Nadeln

Die Nadel ist der Liebling der Wirtschaftshistoriker. Dies deshalb, weil dieses so winzige Ding immer wieder geeignet erschien, die größten und kompliziertesten Zusammenhänge des Wirtschaftslebens einfach zu erklären: Am berühmtesten ist da immer noch das Nadelgleichnis, das Christus wählte, um die Schattenseiten der ausbeuterischen Wirtschaft zu geißeln, auch wenn die besagte Stelle vom Kamel, das leichter durch ein Nadelöhr gehe als ein Reicher durch das Himmelstor, immer etwas dunkel und merkwürdig geklungen hat, weil ein Übersetzungsfehler aus der Ähnlichkeit der griechischen Wörter für Kamel und Schiffstau den Sinn entstellt hat. Dass ein dickes Schiffstau schwer durch das Öhr einer kleinen Nadel zu bringen ist, ist wohl etwas einsichtiger als die Sache mit dem Kamel.
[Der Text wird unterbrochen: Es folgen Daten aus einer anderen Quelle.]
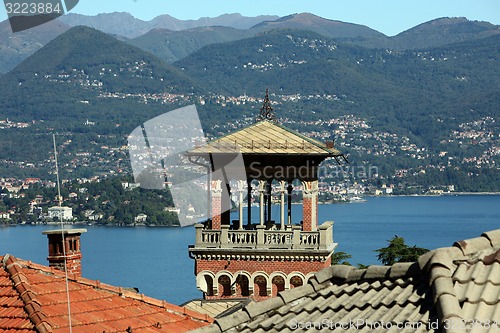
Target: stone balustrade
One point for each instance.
(263, 238)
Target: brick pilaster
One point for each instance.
(310, 205)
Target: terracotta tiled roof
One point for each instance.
(266, 137)
(455, 289)
(33, 299)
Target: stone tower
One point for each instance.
(258, 256)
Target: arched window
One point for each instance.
(210, 285)
(224, 285)
(260, 285)
(242, 285)
(278, 284)
(296, 281)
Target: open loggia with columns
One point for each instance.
(235, 259)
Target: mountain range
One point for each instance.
(401, 109)
(171, 39)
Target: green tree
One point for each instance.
(398, 251)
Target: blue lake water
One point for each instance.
(156, 261)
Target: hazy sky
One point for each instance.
(387, 16)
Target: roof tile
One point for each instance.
(96, 307)
(448, 307)
(494, 237)
(335, 271)
(376, 272)
(473, 245)
(403, 269)
(256, 308)
(295, 293)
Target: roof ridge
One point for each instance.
(21, 284)
(314, 142)
(372, 272)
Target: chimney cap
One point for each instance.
(65, 231)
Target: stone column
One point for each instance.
(310, 205)
(241, 190)
(216, 191)
(262, 190)
(289, 189)
(283, 190)
(249, 203)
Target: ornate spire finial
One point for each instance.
(266, 111)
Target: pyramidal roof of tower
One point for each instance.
(266, 137)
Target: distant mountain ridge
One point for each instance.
(126, 25)
(431, 107)
(171, 39)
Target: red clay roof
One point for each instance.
(33, 299)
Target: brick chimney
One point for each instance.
(71, 248)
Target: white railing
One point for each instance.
(262, 238)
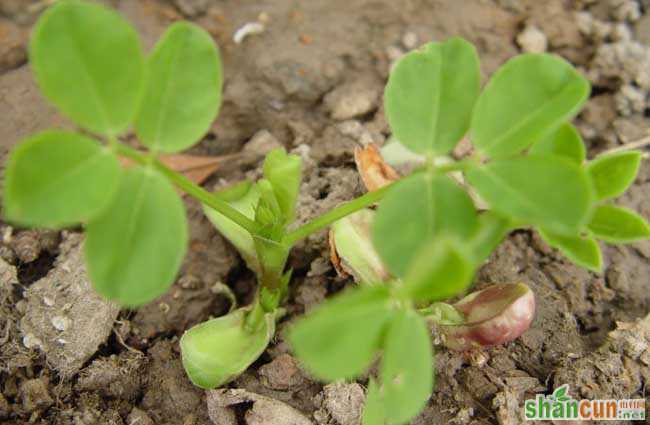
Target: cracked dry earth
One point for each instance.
(312, 82)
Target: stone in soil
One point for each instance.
(65, 317)
(257, 409)
(354, 99)
(341, 404)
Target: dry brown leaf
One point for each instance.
(195, 168)
(374, 171)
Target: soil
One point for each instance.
(312, 81)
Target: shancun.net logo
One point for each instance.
(561, 406)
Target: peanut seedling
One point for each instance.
(418, 249)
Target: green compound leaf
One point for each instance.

Adam Smith, der Ahnherr der modernen Ökonomie, wählte die Nadelerzeugung als Beispiel, um im ersten Kapitel seines 1776 erschienenen „Wohlstands der Nationen“ die Vorteile der Arbeitsteilung und der Massen- produktion zu veranschaulichen. Die „Nadelburg“ in Liechtenwörth bei Wiener Neustadt ist das wohl eindrucksvollste Beispiel einer solchen vorindustriellen Fabrikssiedlung aus dem 18. Jahrhundert in Österreich. 1838 wurde in Birmingham die erste praktisch funktionierende Nadelmaschine aufgestellt. Man konnte nicht genug darüber staunen, wie viele Nadeln sich innerhalb kürzester Zeit fabriksmäßig erzeugen ließen. Karl Marx griff folglich im „Kapital“ wieder zum Exempel der Nadelfabrikation, als er den Kapitalismus und seine Funktionsweise erklären wollte.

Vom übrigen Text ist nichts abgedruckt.